この手法を用いると、撮像範囲におけるナノ粒子の濃度は十分に低く、従って完全に重なり合うことがなく、固定された粒子を識別するセンサの能力を低下させないはずである。従って、個々の識別可能な固定された蛍光粒子の数は、捕捉範囲内の捕捉抗体の上側又は下側にあるチャンバの容積に含まれる標的分析物の分子の数に等しい。対照範囲の上側にある流体の容積は、固定化された捕捉抗体又はリガンドの上側にある容積と比較して比較的少量であるため、チャンバ又は狭小な通路の総容積を計算する目的上は無視することができる。狭小な通路は、対照範囲を捕捉範囲と分離する拡散隔壁として機能するもので、捕捉範囲に関する正確なチャンバ容積を求めるために用いられ得る。或いは、捕捉範囲を対照範囲と分離する実際の不透過性の隔壁を用いてもよい。含有試料において計測され得る分子の最大数は、チャンバの捕捉範囲と画素の拡大率とにより定義される。標的分析物の濃度は、検出された分子の数を、チャンバにおける捕捉範囲の上側の試料含有量で除算したものである。チャンバの容積は、チャンバの既知の高さと試料の面積とにより定義され、試料の面積は、試料面積内の画素数と、面積/画素拡大倍率とにより定義され得る。従って、チャンバ高さ及び拡大率が既知の場合、試料容積の大きさもまた、分析を実施する機器により決定され得る。結合した分子は、捕捉された標識ナノ粒子からの信号の同時発生が回避されるように、互いに十分な距離を置いて結合している必要がある。例えば、ナノ粒子に含まれる信号の蛍光を3〜10画素の範囲にわたって検出することができ、且つナノ粒子の所望の画像間隔が、その距離の少なくとも2倍、すなわち約15画素分離れていて、拡大率が0.5μm/画素の画像サイズをもたらす場合、1平方cmの試料面積であれば、チャンバ当たり最大約1〜200万個の分子の検出に十分な解像度を含み得る。チャンバで検出される分子の大きさの下限は、理論上、当然ながら計数統計により制限されるものである。当業者は、チャンバが薄いほど、標識された標的分析物リガンドの結合物と遊離物との区別がし易くなり、しかしチャンバに含まれる試料の容積は小さくなることを理解するであろう。チャンバの面積が大きくなるほど、ダイナミックレンジが高まり、しかし分析用のチャンバの画像を取得するのに、より長い時間が必要となる。

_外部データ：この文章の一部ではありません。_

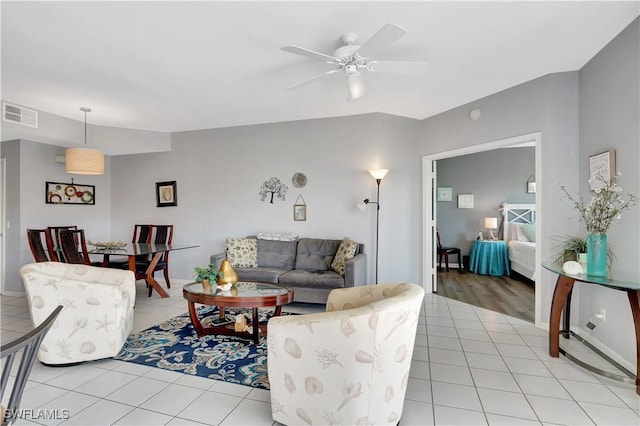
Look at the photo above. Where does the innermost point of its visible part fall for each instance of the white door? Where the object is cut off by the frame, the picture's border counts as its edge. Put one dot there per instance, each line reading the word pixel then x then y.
pixel 430 277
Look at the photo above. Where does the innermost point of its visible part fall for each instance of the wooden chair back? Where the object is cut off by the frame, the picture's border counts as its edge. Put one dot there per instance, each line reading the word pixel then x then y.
pixel 54 231
pixel 41 245
pixel 74 246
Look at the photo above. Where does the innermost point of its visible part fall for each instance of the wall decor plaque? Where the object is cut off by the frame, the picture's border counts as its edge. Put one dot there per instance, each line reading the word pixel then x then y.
pixel 69 193
pixel 166 194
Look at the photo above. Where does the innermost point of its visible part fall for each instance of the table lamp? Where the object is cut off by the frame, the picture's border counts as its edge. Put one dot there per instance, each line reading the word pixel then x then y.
pixel 491 223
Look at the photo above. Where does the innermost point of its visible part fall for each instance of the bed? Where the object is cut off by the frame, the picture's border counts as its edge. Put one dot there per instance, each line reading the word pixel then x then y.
pixel 520 235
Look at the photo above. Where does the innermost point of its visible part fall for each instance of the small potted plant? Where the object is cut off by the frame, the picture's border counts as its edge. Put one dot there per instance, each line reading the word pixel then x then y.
pixel 575 248
pixel 570 248
pixel 206 275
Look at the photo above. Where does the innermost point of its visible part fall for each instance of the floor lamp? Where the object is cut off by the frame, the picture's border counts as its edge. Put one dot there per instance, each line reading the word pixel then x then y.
pixel 377 175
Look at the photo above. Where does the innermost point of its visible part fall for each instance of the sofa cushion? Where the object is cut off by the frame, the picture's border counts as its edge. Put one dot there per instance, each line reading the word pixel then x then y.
pixel 316 254
pixel 242 252
pixel 311 279
pixel 261 274
pixel 277 254
pixel 346 251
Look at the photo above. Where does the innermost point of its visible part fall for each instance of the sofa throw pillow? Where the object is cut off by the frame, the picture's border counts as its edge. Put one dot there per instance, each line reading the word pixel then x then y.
pixel 242 252
pixel 346 251
pixel 530 231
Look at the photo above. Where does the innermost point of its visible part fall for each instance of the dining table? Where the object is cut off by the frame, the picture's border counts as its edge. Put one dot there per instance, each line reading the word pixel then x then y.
pixel 132 250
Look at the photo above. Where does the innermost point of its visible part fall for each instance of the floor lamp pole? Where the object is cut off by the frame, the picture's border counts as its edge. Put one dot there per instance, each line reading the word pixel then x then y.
pixel 377 225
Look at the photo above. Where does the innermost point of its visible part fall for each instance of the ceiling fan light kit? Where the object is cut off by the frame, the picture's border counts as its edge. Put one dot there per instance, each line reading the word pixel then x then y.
pixel 354 59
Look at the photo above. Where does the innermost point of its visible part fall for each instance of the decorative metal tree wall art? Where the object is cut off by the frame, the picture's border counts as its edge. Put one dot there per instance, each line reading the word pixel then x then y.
pixel 272 187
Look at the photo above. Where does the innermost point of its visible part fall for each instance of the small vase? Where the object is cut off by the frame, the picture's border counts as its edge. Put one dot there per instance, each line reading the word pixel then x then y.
pixel 206 285
pixel 597 255
pixel 582 260
pixel 227 274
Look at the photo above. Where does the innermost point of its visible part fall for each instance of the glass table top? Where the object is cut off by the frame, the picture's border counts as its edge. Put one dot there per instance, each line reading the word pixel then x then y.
pixel 240 289
pixel 609 281
pixel 140 249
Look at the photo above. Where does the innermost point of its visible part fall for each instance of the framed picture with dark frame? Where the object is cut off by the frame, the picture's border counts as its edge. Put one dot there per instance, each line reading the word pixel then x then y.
pixel 70 193
pixel 166 194
pixel 444 193
pixel 299 212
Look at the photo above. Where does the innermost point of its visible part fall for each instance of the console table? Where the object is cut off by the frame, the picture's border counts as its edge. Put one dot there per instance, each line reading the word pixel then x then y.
pixel 489 257
pixel 562 302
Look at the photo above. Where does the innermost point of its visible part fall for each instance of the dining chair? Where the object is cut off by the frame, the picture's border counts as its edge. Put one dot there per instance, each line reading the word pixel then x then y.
pixel 74 247
pixel 29 344
pixel 141 235
pixel 41 244
pixel 56 254
pixel 445 252
pixel 158 234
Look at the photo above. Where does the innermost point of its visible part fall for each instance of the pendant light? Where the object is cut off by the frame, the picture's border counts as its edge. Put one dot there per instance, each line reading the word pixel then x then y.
pixel 84 161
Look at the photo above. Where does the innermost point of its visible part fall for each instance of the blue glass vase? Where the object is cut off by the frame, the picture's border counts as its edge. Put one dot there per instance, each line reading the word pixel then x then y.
pixel 597 255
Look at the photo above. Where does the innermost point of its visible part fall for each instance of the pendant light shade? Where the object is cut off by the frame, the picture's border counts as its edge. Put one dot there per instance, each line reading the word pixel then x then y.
pixel 84 161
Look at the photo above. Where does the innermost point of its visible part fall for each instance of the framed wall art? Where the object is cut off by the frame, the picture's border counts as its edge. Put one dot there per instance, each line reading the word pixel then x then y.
pixel 465 201
pixel 69 193
pixel 444 194
pixel 602 167
pixel 300 209
pixel 166 194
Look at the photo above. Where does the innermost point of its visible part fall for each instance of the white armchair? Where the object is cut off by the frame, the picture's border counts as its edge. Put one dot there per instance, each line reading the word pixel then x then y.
pixel 349 365
pixel 98 309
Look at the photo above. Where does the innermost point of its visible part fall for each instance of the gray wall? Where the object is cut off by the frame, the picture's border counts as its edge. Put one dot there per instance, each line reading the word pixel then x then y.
pixel 219 173
pixel 493 177
pixel 29 166
pixel 609 119
pixel 10 151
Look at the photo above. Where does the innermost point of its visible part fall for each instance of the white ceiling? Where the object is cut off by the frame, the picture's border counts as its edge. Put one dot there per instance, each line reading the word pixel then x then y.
pixel 175 66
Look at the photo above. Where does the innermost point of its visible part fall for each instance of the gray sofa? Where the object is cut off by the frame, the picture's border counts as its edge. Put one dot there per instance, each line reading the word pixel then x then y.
pixel 303 265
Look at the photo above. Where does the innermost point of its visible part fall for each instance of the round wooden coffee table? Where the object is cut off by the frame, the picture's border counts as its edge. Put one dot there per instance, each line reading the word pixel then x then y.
pixel 244 294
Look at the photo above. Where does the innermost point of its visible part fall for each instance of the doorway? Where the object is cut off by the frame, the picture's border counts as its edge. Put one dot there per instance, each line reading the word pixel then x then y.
pixel 429 164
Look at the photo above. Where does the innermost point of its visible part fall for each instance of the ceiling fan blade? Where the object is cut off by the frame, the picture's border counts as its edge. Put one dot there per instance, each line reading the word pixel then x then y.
pixel 311 80
pixel 309 53
pixel 384 37
pixel 398 67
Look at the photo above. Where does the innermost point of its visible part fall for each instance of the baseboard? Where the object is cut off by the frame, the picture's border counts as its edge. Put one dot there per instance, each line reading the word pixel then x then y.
pixel 14 293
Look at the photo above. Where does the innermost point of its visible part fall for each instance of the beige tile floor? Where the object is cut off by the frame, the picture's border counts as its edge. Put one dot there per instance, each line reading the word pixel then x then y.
pixel 470 366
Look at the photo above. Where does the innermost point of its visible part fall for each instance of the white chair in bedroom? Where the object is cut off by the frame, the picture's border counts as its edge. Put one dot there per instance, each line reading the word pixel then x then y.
pixel 349 365
pixel 98 309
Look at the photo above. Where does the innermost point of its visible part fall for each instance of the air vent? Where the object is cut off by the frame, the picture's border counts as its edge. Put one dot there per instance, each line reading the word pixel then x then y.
pixel 19 115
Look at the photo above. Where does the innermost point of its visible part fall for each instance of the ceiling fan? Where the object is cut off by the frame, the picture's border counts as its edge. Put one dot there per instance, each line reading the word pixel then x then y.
pixel 353 59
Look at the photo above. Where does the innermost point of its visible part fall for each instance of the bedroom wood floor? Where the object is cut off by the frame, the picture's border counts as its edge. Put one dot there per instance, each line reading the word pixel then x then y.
pixel 500 294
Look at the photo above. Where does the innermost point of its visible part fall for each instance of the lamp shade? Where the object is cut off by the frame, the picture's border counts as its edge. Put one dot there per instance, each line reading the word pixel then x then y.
pixel 379 174
pixel 491 222
pixel 84 161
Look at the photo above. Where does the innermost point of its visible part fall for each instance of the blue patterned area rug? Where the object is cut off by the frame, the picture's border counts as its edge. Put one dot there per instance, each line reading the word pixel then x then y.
pixel 174 345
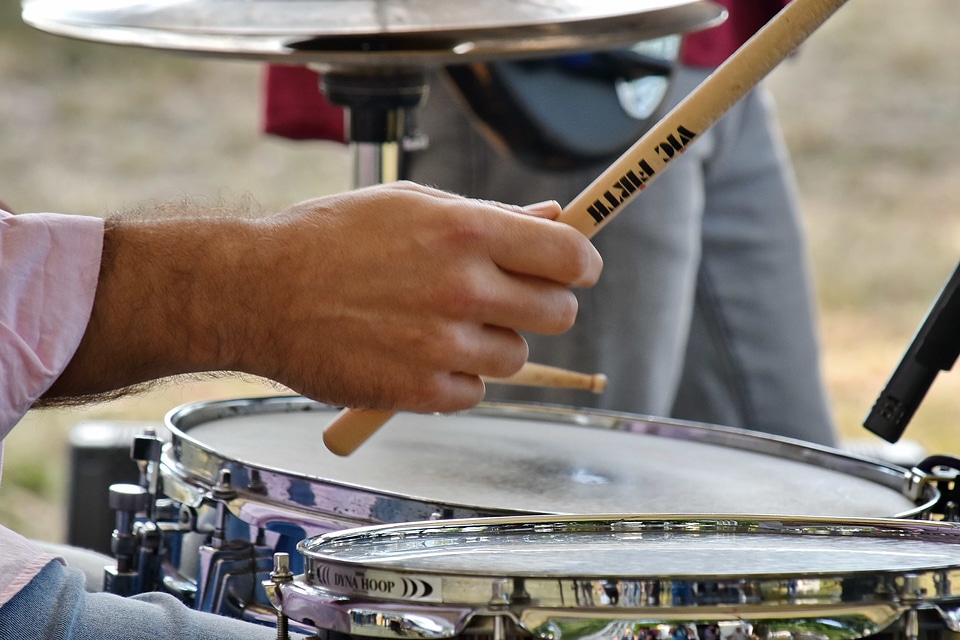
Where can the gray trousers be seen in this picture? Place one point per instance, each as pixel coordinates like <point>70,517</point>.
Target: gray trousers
<point>704,309</point>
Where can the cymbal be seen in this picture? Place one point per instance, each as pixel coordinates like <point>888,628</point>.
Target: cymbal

10ミクロン(l0μ)の高さで、2マイクロリットルを捕捉範囲に保持する2cm2のチャンバであれば、この容積中に数個の分子の存在を検出することができる。これは、試料の原液における約10アトモル濃度の感度に相当する。必要であれば、10マイクロリットル〜1,000マイクロリットルの試料を薄いチャンバを通じてゆっくりと流し、それにより当該容積中のほとんど又は全ての分子を捕捉することによって試料の容積を増加させることで、装置及び方法の感度を線形的に上昇させることができる。流量は、約1〜7マイクロリットル毎秒の範囲であり得る。このアッセイは先述のとおり行われ得るが、分析チャンバは、試料保持リザーバと廃液リザーバとの間に置かれてもよく、流れが完了するまで検出ナノ粒子の追加は行われず、結果はチャンバを通じて流れた容積ごとに報告され得る。試料容積の増加は試料によって押し上げられ得るが、収集チャンバに吸収性材料を使用すると、流れを自動化することができる。試料は、捕捉範囲及び対照範囲の双方を流れ得る。
従って、本発明の目的は、分析チャンバに入れられた血漿又は血清中の単一分子標的分析物の量を定量するための方法を提供することである。
本発明の目的は、少なくとも1つの透明な表面を有する平面状の薄膜状試料チャンバの表面に標的分析物分子を捕捉し、捕捉された分子を、測光法で計測し得るように光学的に強調させることが関わる、記載される特徴の方法を提供することである。
本発明のこの、及び他の目的、特徴、及び利点は、添付の図面に示されるとおりのその詳細な説明に照らし合わせることでさらに明らかとなるであろう。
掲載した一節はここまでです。